Little Deaths

Written by Emma Flint
Review by Janice Ottersberg

A single mother of two children in 1965 Queens, New York, faces the oppressive and narrow-minded world where a woman is judged harshly when she doesn’t fit into the norms of what society expects. Ruth Malone wakes one morning to find her two young children, Cindy and Frankie, gone. When the children are later found murdered, the police immediately focus on her. After all, her husband is gone, and she is a cocktail waitress. What about the liquor bottles in the trash, the way she dresses, and the men she sees? The neighbors watch her every move and see she isn’t grieving as she should. The fact is Ruth is a single, beautiful woman with few options to support herself and her children. She loved her children dearly, worked tirelessly to care for them, and her grief is private and profound.

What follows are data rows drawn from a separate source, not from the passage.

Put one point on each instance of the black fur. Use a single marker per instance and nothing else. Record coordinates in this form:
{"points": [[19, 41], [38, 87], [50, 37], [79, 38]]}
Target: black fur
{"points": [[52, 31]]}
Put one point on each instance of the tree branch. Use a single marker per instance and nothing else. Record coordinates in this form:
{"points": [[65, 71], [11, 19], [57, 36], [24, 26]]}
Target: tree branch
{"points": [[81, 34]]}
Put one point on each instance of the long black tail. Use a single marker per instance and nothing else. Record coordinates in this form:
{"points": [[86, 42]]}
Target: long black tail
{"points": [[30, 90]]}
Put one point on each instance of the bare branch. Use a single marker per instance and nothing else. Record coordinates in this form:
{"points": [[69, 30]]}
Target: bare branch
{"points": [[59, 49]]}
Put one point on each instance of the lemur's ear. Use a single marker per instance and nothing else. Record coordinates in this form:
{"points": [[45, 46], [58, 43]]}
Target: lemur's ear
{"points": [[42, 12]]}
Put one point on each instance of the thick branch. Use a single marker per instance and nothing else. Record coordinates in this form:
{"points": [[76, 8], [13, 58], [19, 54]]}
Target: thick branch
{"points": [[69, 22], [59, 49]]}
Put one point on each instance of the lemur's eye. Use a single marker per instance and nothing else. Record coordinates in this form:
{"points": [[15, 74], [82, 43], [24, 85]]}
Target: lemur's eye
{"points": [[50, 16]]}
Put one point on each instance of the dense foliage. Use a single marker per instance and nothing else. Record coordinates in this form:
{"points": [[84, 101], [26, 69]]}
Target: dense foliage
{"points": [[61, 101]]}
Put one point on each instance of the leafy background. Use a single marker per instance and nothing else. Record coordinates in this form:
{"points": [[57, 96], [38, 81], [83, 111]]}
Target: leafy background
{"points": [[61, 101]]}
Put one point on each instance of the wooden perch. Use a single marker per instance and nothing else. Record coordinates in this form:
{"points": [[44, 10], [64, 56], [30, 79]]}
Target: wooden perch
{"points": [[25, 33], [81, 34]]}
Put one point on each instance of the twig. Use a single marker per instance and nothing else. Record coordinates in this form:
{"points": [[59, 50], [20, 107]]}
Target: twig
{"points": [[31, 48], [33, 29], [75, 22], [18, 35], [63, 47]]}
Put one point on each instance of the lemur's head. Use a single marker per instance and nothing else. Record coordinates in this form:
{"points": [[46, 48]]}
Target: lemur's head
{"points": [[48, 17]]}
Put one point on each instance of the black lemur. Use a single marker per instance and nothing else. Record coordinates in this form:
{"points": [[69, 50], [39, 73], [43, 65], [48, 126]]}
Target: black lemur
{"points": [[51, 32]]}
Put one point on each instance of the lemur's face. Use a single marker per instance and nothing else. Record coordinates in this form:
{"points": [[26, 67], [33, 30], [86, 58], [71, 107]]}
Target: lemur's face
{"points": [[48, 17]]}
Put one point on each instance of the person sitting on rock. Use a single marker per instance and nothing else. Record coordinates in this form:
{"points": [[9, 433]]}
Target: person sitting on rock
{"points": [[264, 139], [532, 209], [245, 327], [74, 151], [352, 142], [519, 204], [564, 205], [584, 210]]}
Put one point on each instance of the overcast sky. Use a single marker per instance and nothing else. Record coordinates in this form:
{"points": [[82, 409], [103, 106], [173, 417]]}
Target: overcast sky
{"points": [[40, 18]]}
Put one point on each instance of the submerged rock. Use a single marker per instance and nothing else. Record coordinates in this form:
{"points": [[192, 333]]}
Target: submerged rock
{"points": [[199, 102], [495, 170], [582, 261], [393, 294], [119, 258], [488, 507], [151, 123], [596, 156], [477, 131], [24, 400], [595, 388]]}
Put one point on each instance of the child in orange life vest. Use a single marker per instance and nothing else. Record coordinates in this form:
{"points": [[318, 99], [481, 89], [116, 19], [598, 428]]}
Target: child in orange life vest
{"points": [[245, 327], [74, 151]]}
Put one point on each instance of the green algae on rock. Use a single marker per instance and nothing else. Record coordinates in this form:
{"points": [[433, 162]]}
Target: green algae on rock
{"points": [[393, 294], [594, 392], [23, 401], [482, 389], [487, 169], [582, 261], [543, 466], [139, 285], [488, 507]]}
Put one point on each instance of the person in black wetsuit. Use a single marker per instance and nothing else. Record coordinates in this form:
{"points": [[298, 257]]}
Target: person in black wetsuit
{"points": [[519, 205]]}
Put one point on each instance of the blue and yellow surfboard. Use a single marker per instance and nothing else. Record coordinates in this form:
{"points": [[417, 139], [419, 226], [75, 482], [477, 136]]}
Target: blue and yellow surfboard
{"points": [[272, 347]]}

The detective on the case, Sergeant Devlin, is retiring soon, and it would be great if he went out with credit for solving such a high-profile case. He is determined to make a case against her. Maybe she didn’t do it, but she is guilty of loose morals and failing to protect those two innocent children. The Herald reporter assigned to the story, Pete Wonicke, is pressured to write about the case the way his editor wants, slanting the facts to fit what Sergeant Devlin wants them to be, but his conscience has him leave his job to do his own investigation. Inevitably she is arrested and tried for the crime, which is no spoiler since the book begins with her in prison.

I loved this book and its portrayal of 1960s society. I had just finished it and was thrilled to see it long-listed for the Bailey’s Women’s Prize for Fiction. It is a wonderful read and suspenseful throughout. The question remains until the end: was she a victim of a judging society, or did she kill her children? If she didn’t, then who did?